SYRACUSE, N.Y. - Donna Ditota found her passion for basketball at a young age.
As a current sports writer for Syracuse.com, Ditota spends much of her time covering Syracuse Basketball. She knows the team and organization to its core.
In constant search for her next story, Ditota usually starts her day with an idea in mind, but never lets it dictate her schedule. She knows breaking news can happen at any time.
"I don't have a normal day. Every day is different. I honestly can't say there's any kind of template to what I do," Ditota said.
She's always curious about what's going on around her. Being a journalist gives her the ability to fulfill that curiosity by asking questions on a daily basis.
Photo by Donna Ditota
"I mean sure when I was much younger it was a lot harder, but I've at this point established a reputation."
She advises young women entering the sports world as a journalist, to research and talk to as many people as possible.
"My advice would be, be good at what you do.

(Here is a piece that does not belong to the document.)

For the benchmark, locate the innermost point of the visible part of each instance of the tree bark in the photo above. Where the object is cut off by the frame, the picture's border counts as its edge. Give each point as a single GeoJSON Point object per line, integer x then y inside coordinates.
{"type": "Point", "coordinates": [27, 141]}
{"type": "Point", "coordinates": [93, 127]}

That's what it is. We can talk all day about some of the prejudices that women face, in terms of sports journalism, but the key thing is just be constistently good. You know, work."
While research and discussion are important, she's found that relationships are the foundation for success.
"Develop relationships with people. That's super important in any kind of journalism. Be able to establish relationships with people that you work with on a daily basis."
Ditota has spent the past several weeks of her summer covering Boeheim's Army, a team of former Syracuse Basketball players.
Interview: Q&A with Donna Ditota
Q: When did your passion for basketball begin?
A: From when I was a little kid. I played basketball in high school and through college. I'm just a basketball person.
Q: You've been covering basketball for a while, how do you best go about finding a story?
A: I've been on the beat for a really long time, so I know a lot of people that are associated with the program, I know a lot of people who played there. I've just been around a lot. You're always just trying to find something unique or something interesting in your day to day coverage.
Q: When you're preparing for an interview, how do you prepare?
A: If it's going to be a more formal interview I might write down a question or two, but generally speaking I just show up and start asking some questions.
Q: So do you go in with a story already in mind, or do you change it as your doing the interview?
A: I go in with a story in mind, but when I get there I listen to what the people tell me. My story may or may not change depending on what I'm told during those conversations.
Q: Do you feel the need to connect with the person you're interviewing, is that ever difficult?
A: What do you mean connect?
Q: Some journalist will interview someone, especially someone involved in sports, and they find something in common with them before they start the interview. Do you ever do something along those lines, or do you just go straight into the interview? How does that work?
A: I'm a fairly conversational interviewer. I'm not someone who just rifles off questions one after another. I just chat people up basically. That's my style. I'm an informal interviewer, depending on the context of what I'm interviewing someone about. That's usually how it goes.
Q: How do you stay connected with the sports world?
A: Twitter is obviously very important in the way that I work. That's what I most pay attention to. Mostly Twitter.
Q: Have you faced any adversity being a woman in the sports industry?
A: This is a question I've been asked dozens and dozens of times over the 31 years I've done sports. I mean sure when I was much younger it was a lot harder, but I've at this point established a reputation. With the kind of work that I do I don't think it's nearly as difficult. There are occasional challenges.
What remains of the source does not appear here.